一見穏やかな笑みを浮かべてはいるが、実質その瞳はまったく笑っていない。
薄ら寒さまで感じるほどの精市の様子に、俺は軽く息を吐き出した。
隣に立っている弦一郎はわけがわからないように瞬きをぱちぱちと繰り返してから「……む、夢野は合宿所に泊まっていたのだ」と話し始める。
精市の眉根がピクリと反応した。見る見るうちに表情が固まっていく。
その様子にまったく気づかない弦一郎もアレだが、俺の前だというのに感情をわかりやすく漏らしている精市にも驚いた。
つまり、今そこまで動揺しているということか。
……面白い。
まさか精市までが夢野に興味があったとは、予想の範囲を超えていた。
そして夢野は立海テニス部部長が誰かわかっていなかったはずなのに、何故精市の見舞いに来ているのか。

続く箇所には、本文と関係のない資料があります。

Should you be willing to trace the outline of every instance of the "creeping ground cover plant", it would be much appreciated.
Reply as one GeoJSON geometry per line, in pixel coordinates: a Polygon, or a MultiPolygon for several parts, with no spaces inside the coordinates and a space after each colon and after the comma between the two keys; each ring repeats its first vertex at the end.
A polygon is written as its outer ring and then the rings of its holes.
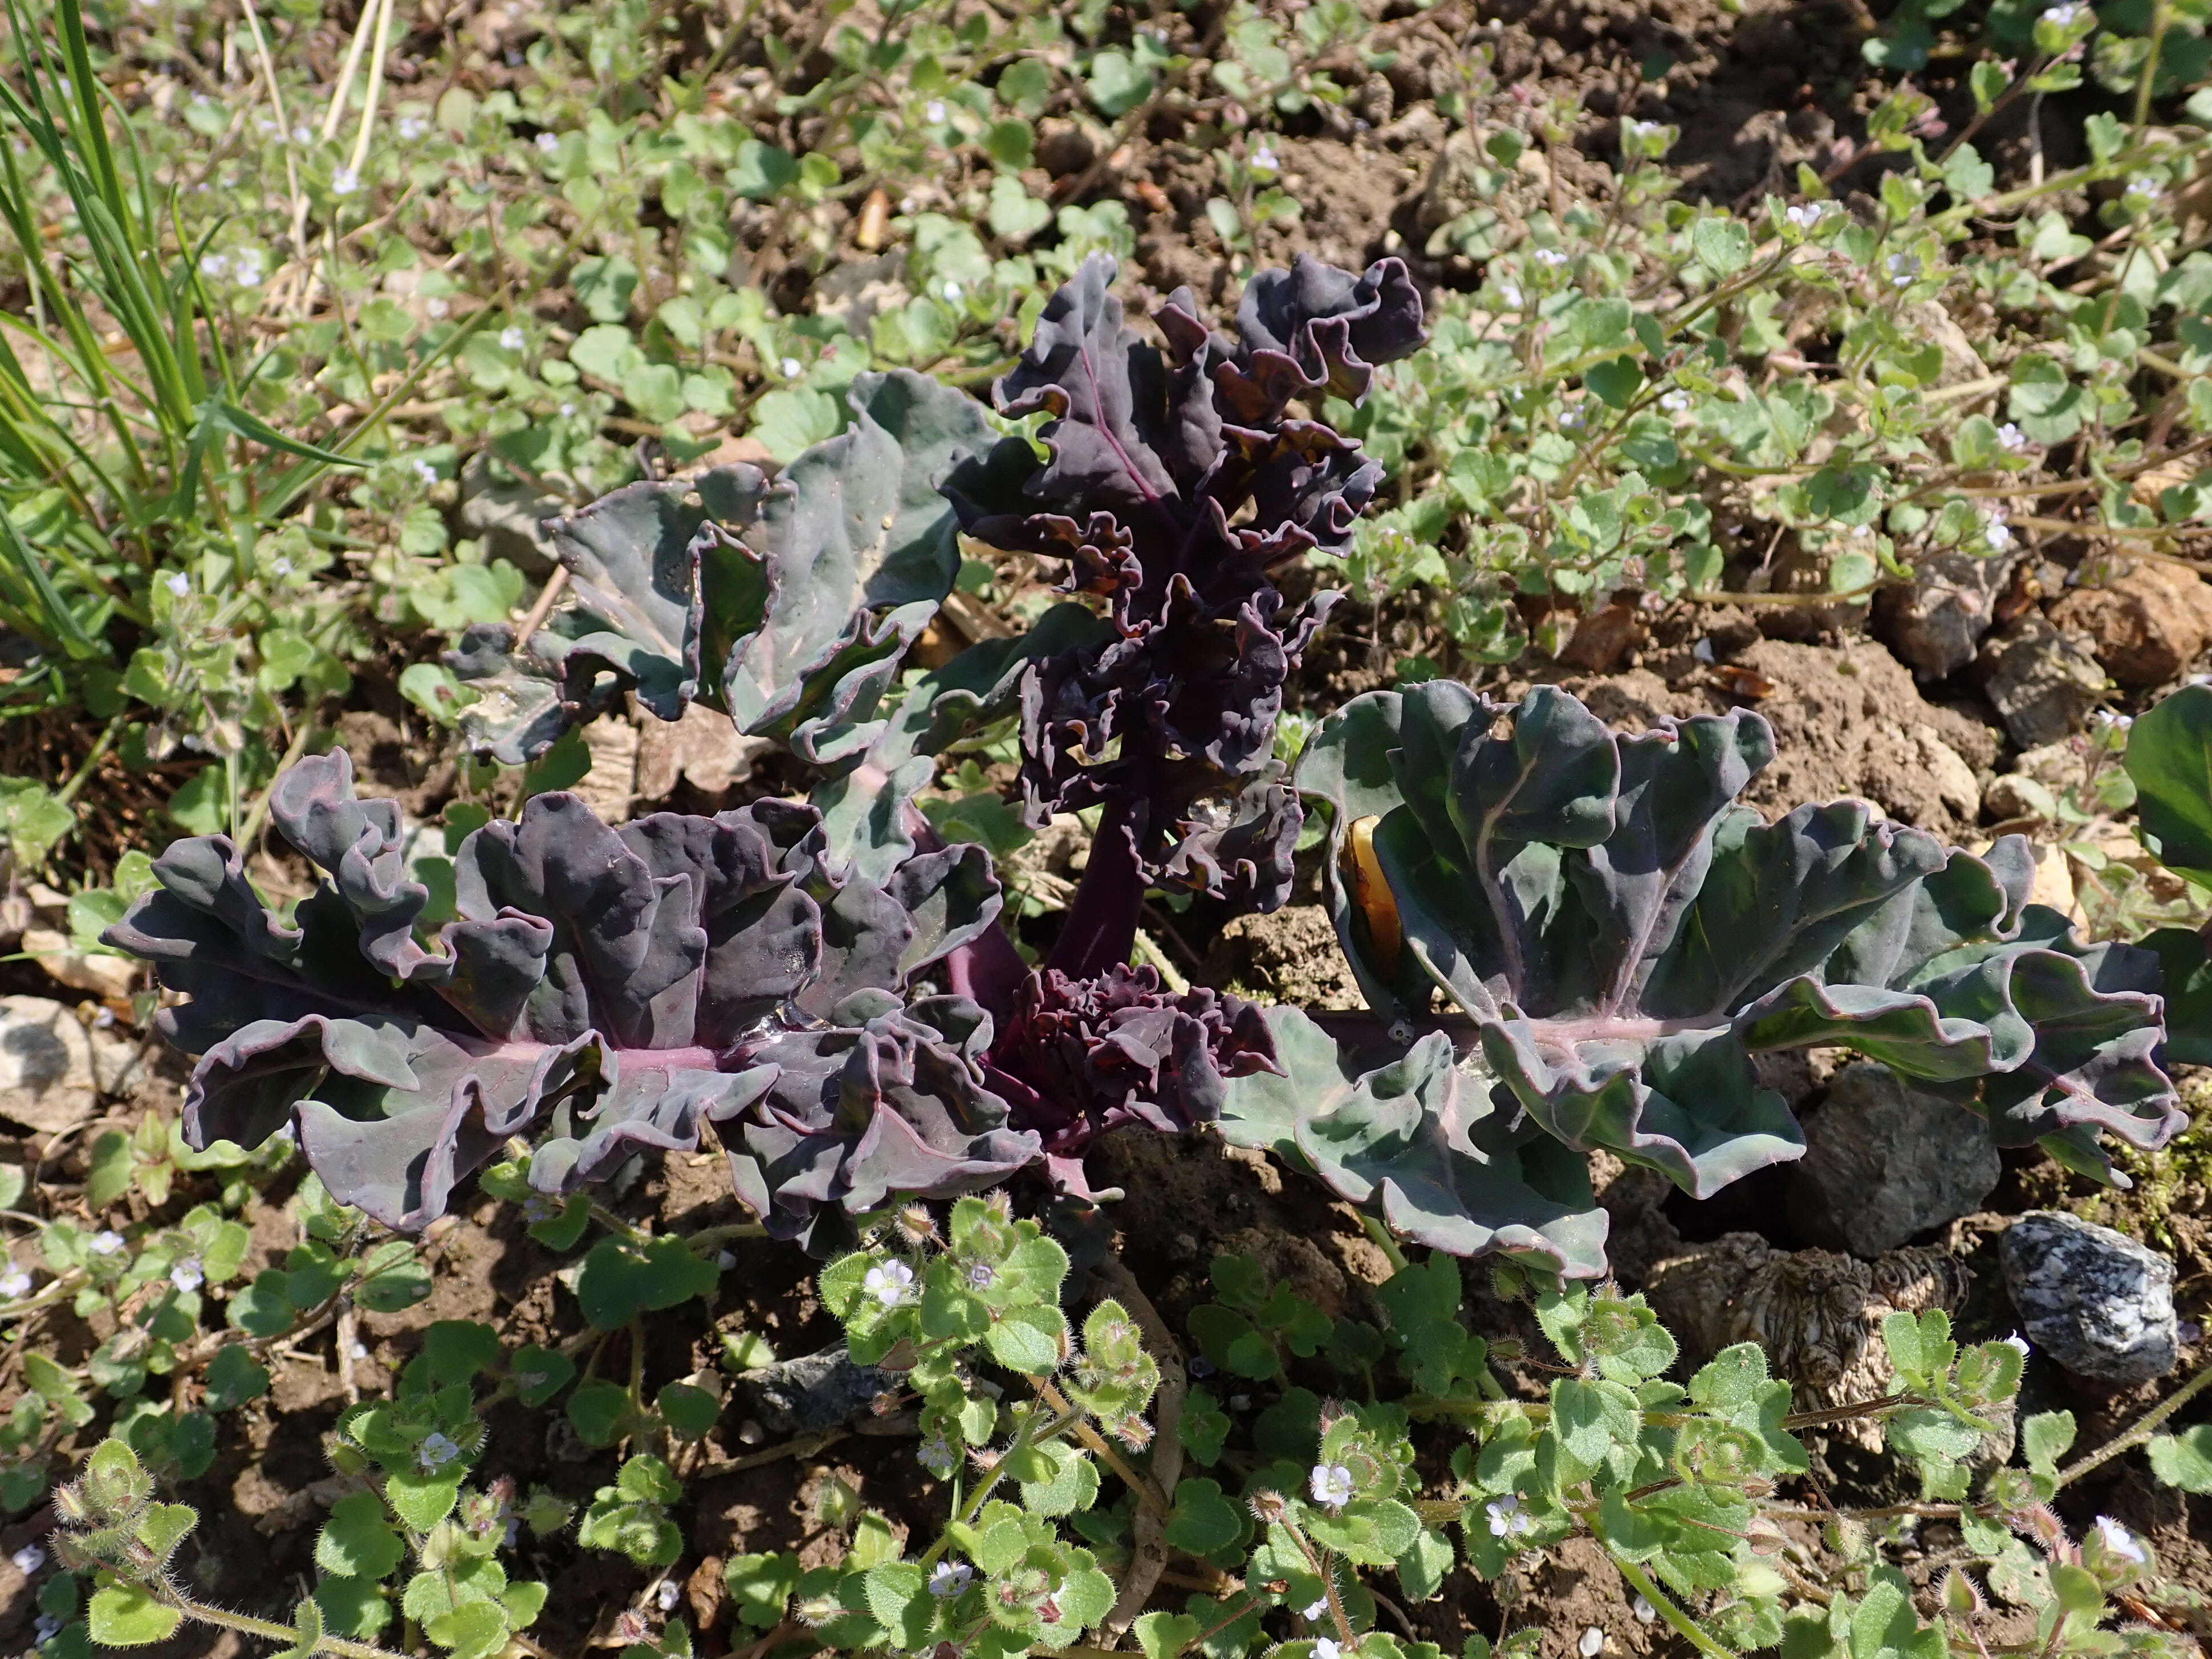
{"type": "Polygon", "coordinates": [[[1000,381],[1034,432],[863,377],[852,427],[774,479],[631,485],[565,520],[573,601],[455,653],[494,752],[624,691],[664,718],[702,701],[817,765],[810,803],[616,829],[536,795],[460,842],[447,918],[340,754],[272,792],[320,872],[290,914],[226,838],[158,860],[108,938],[188,999],[161,1021],[201,1056],[194,1144],[296,1121],[336,1196],[419,1228],[511,1138],[561,1193],[712,1125],[770,1231],[826,1248],[1031,1165],[1100,1197],[1100,1131],[1218,1122],[1405,1236],[1579,1277],[1605,1267],[1583,1152],[1705,1195],[1802,1151],[1762,1052],[1854,1048],[2099,1175],[2100,1130],[2175,1132],[2151,953],[2028,903],[2017,837],[1977,857],[1856,801],[1762,822],[1737,799],[1772,757],[1755,714],[1623,735],[1550,688],[1509,710],[1439,682],[1354,699],[1293,782],[1283,687],[1332,596],[1293,606],[1274,577],[1341,547],[1380,482],[1300,411],[1412,349],[1419,296],[1392,260],[1302,258],[1251,280],[1234,339],[1178,292],[1154,345],[1112,276],[1087,263],[1000,381]],[[1073,597],[906,669],[959,526],[1073,597]],[[994,727],[1031,823],[1096,811],[1035,965],[985,850],[908,799],[994,727]],[[1376,1014],[1341,1043],[1129,960],[1148,890],[1280,904],[1301,793],[1376,1014]]]}

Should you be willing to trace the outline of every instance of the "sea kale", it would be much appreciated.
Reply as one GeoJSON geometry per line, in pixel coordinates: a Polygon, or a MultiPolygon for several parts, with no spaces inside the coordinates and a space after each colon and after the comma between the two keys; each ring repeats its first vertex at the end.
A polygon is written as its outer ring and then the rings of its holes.
{"type": "Polygon", "coordinates": [[[1753,1068],[1775,1049],[1885,1061],[2099,1176],[2098,1130],[2179,1129],[2150,952],[2029,903],[2018,836],[1975,857],[1857,800],[1762,821],[1736,797],[1773,748],[1747,710],[1617,734],[1545,686],[1353,699],[1298,781],[1369,1002],[1417,1021],[1441,993],[1518,1110],[1700,1196],[1803,1152],[1753,1068]]]}
{"type": "Polygon", "coordinates": [[[969,534],[1057,562],[1065,591],[1113,627],[1030,664],[1020,684],[1022,788],[1033,822],[1102,809],[1053,965],[1077,977],[1127,955],[1146,886],[1273,909],[1300,813],[1273,757],[1283,687],[1337,595],[1286,604],[1275,576],[1341,552],[1382,468],[1310,414],[1357,401],[1376,364],[1420,343],[1405,266],[1364,276],[1300,255],[1252,278],[1239,338],[1178,289],[1153,313],[1165,349],[1122,319],[1094,255],[1045,307],[996,388],[1042,413],[1049,459],[1001,443],[948,486],[969,534]]]}
{"type": "Polygon", "coordinates": [[[457,919],[425,939],[398,807],[356,799],[343,751],[284,774],[270,816],[322,872],[289,921],[210,836],[162,854],[106,935],[189,998],[159,1025],[200,1056],[196,1146],[294,1122],[337,1197],[416,1228],[510,1137],[563,1192],[711,1121],[738,1195],[802,1238],[825,1210],[971,1191],[1038,1156],[985,1083],[989,1016],[920,982],[994,925],[979,848],[877,884],[825,861],[811,807],[617,830],[544,794],[462,843],[457,919]]]}
{"type": "MultiPolygon", "coordinates": [[[[1855,1049],[2093,1172],[2100,1129],[2174,1133],[2157,959],[2028,903],[2017,838],[1974,857],[1859,801],[1764,822],[1738,804],[1772,755],[1756,714],[1623,735],[1550,688],[1513,709],[1370,693],[1293,787],[1276,724],[1335,596],[1276,580],[1343,551],[1381,481],[1317,416],[1419,341],[1419,295],[1394,259],[1301,258],[1252,280],[1235,339],[1178,290],[1155,345],[1113,276],[1086,263],[997,386],[1002,415],[1045,417],[1034,440],[994,442],[921,376],[861,376],[851,428],[775,479],[635,484],[560,521],[570,602],[450,659],[506,759],[619,692],[663,718],[704,700],[823,768],[812,804],[611,828],[538,795],[462,843],[435,926],[399,809],[356,799],[343,754],[271,793],[321,872],[289,915],[221,836],[165,854],[107,937],[189,999],[160,1024],[200,1056],[194,1143],[289,1121],[334,1194],[415,1227],[512,1138],[563,1192],[711,1124],[769,1230],[827,1243],[848,1214],[1034,1163],[1088,1194],[1099,1133],[1218,1123],[1409,1237],[1586,1276],[1605,1217],[1584,1152],[1704,1194],[1803,1150],[1768,1050],[1855,1049]],[[956,517],[1070,597],[902,679],[956,517]],[[1033,823],[1098,814],[1034,969],[983,850],[913,799],[934,755],[1008,726],[1033,823]],[[1130,965],[1149,889],[1284,902],[1298,792],[1331,819],[1364,1042],[1130,965]]],[[[2203,712],[2147,722],[2130,756],[2177,803],[2146,811],[2170,860],[2204,840],[2202,721],[2179,720],[2203,712]]]]}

あの夢野の反応から、嘘はついているようには見えなかったし、本当に当時は興味がなかったのだろう。
だが、精市のことは知っていた。
精市も夢野のことを知っていて、少なからず面識があり、好意を抱いていたのだ。
「……そう、氷帝に」
一通り合宿の話を聞いた精市は、抑揚のない声で頷く。
「……負けられない、な。全国までには、なんとしても復帰したいよ」
続けて微笑んだ精市はきゅっと唇を噛みしめていた。
弦一郎は「王者立海は負けん!」と鼻息を荒くしていたが、たぶん精市の心理を万に一つも汲み取れていないのだろう。
つくづく鈍いヤツだ。
「……精市。付け足す情報があるんだが、弦一郎は今度夢野と和太鼓コンサートに二人っきりで出かけるらしいぞ」
「……へぇ」
「む?!な、なぜ知って……い、否、なぜこのタイミングでそれを口にするんだ!」
真っ赤になってうろたえ始めた弦一郎とは正反対に精市は冷たい目を向けていた。
……精市を煽るためと、弦一郎自身にムカついたからだという理由は、無表情の中に隠しておく。